The Balkwill Lands Conservation Easement Agreement recognizes that “the Owners and the Land Trust intend to conserve the woodland, wildlife habitat and natural features of the Lands and to preserve the aesthetic and scenic character of the Lands, and to prevent exploitation of the Lands and wildlife for commercial, industrial or development purposes.” Of note are restrictions within the Conservation Easement Agreement that ensure the woodland is not altered by such activities as road building, dumping fill, construction of buildings or cutting of trees. The restrictions on the Balkwill Lands apply to the present owners and all subsequent owners. All restrictions within the Conservation Easement Agreement may be monitored.
Owners and Land Trust worked together with regard to arranging for a survey of the Lands as well as the the compilation of the Baseline Documentation Report. The Baseline Documentation Report describes the Lands in words and photographs. Land Trust volunteers in cooperation with the Landowners worked many hours to gather the information and photographs necessary to provide “a snapshot in time” of the Balkwill Lands.
During March 2007, the Land Trust met with its Windsor lawyer to examine all of its Balkwill Conservation Easement Agreement with registration on-line of the Conservation Easement Agreement occurring April 13, 2007.
Two Canada South Land Trust volunteers monitored the Balkwill Lands for the very first time on June 28, 2007 and July 2, 2007. Volunteers used monitoring sheets especially prepared to consider the restrictions on the Lands as indicated in the Conservation Easement Agreement. No violations of the Balkwill Conservation Easement Agreement were observed by the monitors.
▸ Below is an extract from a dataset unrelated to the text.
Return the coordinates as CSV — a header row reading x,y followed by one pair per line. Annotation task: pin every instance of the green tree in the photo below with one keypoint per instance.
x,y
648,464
The monitoring report as prepared by Land Trust volunteers has been stored as hard copies in the everyday office records, in the archival records, as an electronic copy and with the Landowners in their office binder.
Monitoring has been conducted by volunteers from 2007 through 2018. No violations of the Conservation Easement Agreement have been observed.
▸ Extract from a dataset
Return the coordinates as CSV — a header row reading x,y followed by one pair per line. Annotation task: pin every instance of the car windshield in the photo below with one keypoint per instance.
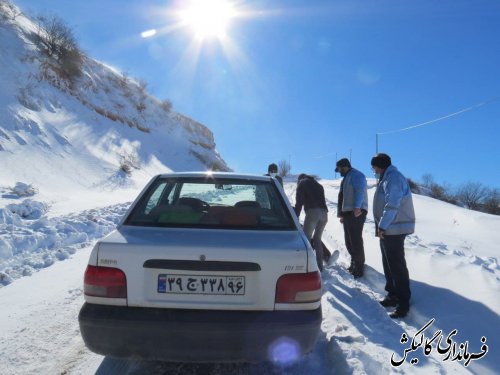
x,y
212,203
Garlic Mustard has been observed in a few spots on the Balkwill Lands with everyone watching for this invasive species. Neighbouring Lands had Garlic Mustard removed during 2009, 2010 and 2011.
During 2011, the Canada South Land Trust assisted with the purchase of Lands along the River Canard, known as the Kentucky Coffee Tree Woods. The lead agency was the Nature Conservancy of Canada with contributions from the Essex Region Conservation Authority and the Richard Ivey Foundation.